SHAFAQNA (Shia International News Association)
Mohammed Fahad Al-Harthi
No one could have predicted that Tunisia’s Jasmine Revolution would have had such a wide-reaching effect across North Africa and the Middle East. It was the self-immolation of a fruit seller, Mohamed Bouazizi, which sparked the protests, leading to the downfall of the regime, and inspiring similar revolts across the region. Historically, the first wave of revolutions started when the people in Arab countries rose up against the colonial powers and their various proxy regimes after World War II. After defeating the occupiers, the military took over in many of these countries.
In the afterglow of these victories over the dark forces of imperialism, many thought, perhaps naively, that it would usher in a period of Arabic unity. It was not to be; the military regimes had only one agenda, to stay in power at all costs. With the dissipation of their dreams of social justice, some looked back nostalgically at the so-called good times under the rule of former repressive leaders. Many more had a desperate desire to leave their countries. There was good reason for this because the economies of these countries tanked and unemployment rose. The military rulers were either only interested in hereditary succession or blind loyalty, rather than seeking development.

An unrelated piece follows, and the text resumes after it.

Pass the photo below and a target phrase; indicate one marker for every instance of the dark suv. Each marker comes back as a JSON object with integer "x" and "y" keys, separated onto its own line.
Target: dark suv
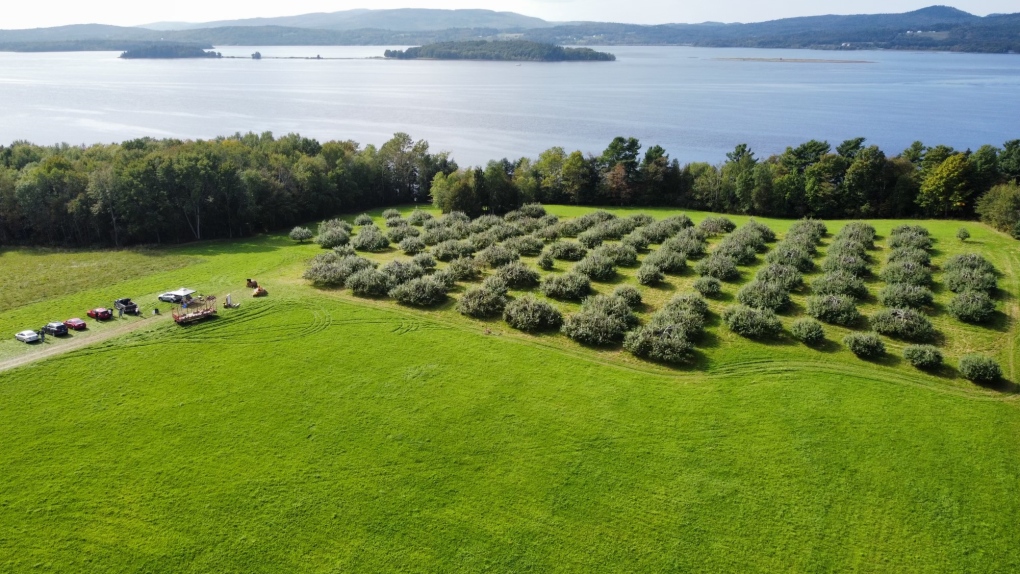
{"x": 55, "y": 328}
{"x": 125, "y": 305}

Bouazizi revolted against the illusions, corruption, and injustice of the first revolution. The second revolution targeted the regimes that subsequently failed their people. As governments toppled like dominoes, more people started demanding their dignity and freedom. Consequently, various Islamic political movements hijacked the revolutions to fulfill their long-standing dreams of taking power. However, much like their predecessors, many made the fatal mistake of doing everything they could to stay in government. The other error of judgment these parties made was not listening to the demands of their people for jobs, health care and other benefits of a functioning, modern state.
Instead of acknowledging that it was a difficult task to transform stagnant economies, and attempting to find solutions, they interpreted the protests as foreign-led conspiracies to overthrow them.
Tunisia’s Ennahda party was forced to deal with this reality two years after being elected. It succumbed under the pressure of civil society forces to agree to joint rule with two other parties, and for a government of technocrats to manage the country until elections could be held. Tunisia’s people successfully prevented the country from descending into chaos and internal strife after several terrorist attacks and the assassination in 2013 of important leaders Shukri Bilead and Mohammed Al-Brahimi. This was largely due to their cultural and educational background — thanks to the influence of Habib Bourguiba, the country’s first president after independence from France.
The implementation of their road map has started with parliamentary elections. At the end of next month, Tunisians will vote to choose a new president. This is Tunisia’s third revolution — of weathering the difficult transition to democracy. The country’s constitution has given Parliament wide power, while limiting those of the president. This is an example of a country achieving political maturity to ensure a future of stability and development. Tunisia is a small country in terms of size and population, but its achievements and ambitions are massive in a region beset by warring factions and bloodshed. It is an example to others in a similar position — that it is possible to reach consensus on seemingly insurmountable issues with the political will and simply pure common sense.